Александр Сергеевич ждал ее у госпиталя. Было холодно, снег, начавший таять вчера вечером, покрылся сверкающей коркой. Улицы едва освещались, и сине-черные тени прохожих, отбрасываемые на ледяную поверхность, напоминали черные стволы обрубленных деревьев.
Александр Сергеевич осторожно взял Таню под руку.
– Тут два шага до «Праги». Прогуляемся?
Она молча кивнула.
– Я еще вчера хотел вам заметить, как вы изменились, – сказал Александр Сергеевич, подстраивая свой широкий шаг под Танин. – Вы уже не девочка, как были год назад, и мне это нравится. Я чувствую себя гораздо спокойнее и проще с вами.

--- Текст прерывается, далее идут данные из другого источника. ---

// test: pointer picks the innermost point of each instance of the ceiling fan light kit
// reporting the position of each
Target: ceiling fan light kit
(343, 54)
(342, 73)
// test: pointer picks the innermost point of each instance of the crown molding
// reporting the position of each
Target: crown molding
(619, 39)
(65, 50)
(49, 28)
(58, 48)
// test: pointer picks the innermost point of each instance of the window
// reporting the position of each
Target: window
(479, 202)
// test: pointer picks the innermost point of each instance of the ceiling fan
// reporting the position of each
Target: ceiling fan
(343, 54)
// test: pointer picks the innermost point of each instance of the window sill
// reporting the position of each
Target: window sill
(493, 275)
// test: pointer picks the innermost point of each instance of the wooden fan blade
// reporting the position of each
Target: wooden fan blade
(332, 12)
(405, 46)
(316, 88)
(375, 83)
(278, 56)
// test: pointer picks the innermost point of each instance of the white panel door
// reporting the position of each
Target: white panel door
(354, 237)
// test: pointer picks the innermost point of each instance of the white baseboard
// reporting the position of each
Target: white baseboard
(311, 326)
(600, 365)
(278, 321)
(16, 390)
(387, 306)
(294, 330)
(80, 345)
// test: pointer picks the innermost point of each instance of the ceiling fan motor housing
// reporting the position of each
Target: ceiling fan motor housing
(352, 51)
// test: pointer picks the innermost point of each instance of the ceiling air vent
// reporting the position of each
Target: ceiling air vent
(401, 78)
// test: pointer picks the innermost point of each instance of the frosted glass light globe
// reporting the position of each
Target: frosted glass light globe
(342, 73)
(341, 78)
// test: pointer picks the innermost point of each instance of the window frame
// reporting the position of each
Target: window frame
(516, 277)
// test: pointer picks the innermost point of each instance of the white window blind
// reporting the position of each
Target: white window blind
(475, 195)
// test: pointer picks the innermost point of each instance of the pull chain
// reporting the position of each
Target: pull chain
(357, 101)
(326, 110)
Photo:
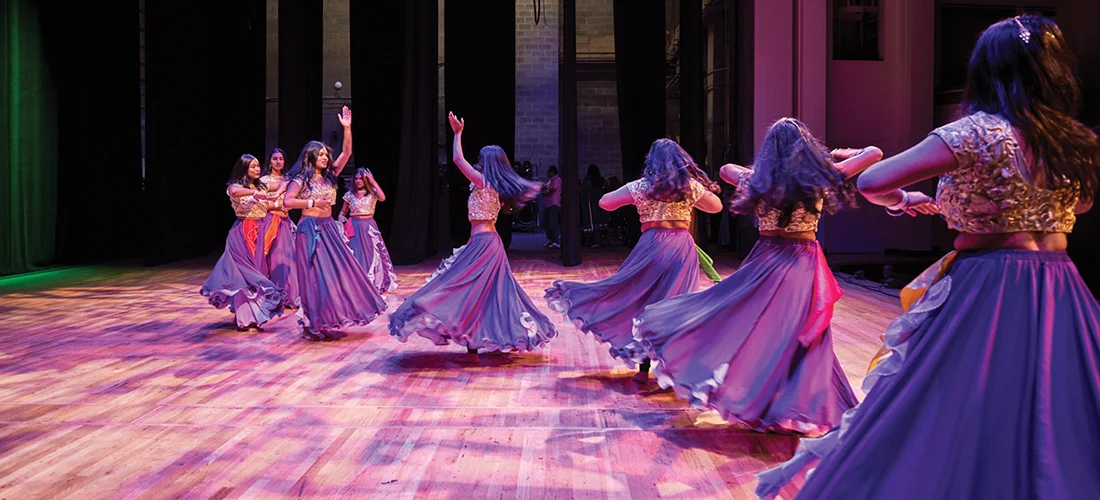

Она не нашлась, что ответить на это. Вечер, только что тихий, хотя и холодный, вдруг разволновался, поднялся ветер, зашуршал замерзшими листьями, собранными в кучу под фонарем, и принялся дуть так, как будто пытался напомнить о море: протяжно и гулко, то нарастая в шипящем звуке, то вновь затихая…
Шли быстро и не успели замерзнуть, как уже дошли до «Праги», тускло по военному времени освещенной двумя неоновыми фонарями. У подъезда ресторана стояли извозчики, их лошади с седыми ресницами прямо смотрели перед собой. Тяжелые, гладкие спины казались сиренево-черными.
В зале было прохладно, клиентов немного: несколько военных сидели у окна и очень громко разговаривали, видимо, горяча себя этими разговорами, и нахмуренный господин, который мрачно и неторопливо ел суп, не обращая внимания на перегнувшуюся к нему через весь стол женщину, гибкую, очень худую и похожую на ящерицу своим темно-зеленым, переливающимся платьем.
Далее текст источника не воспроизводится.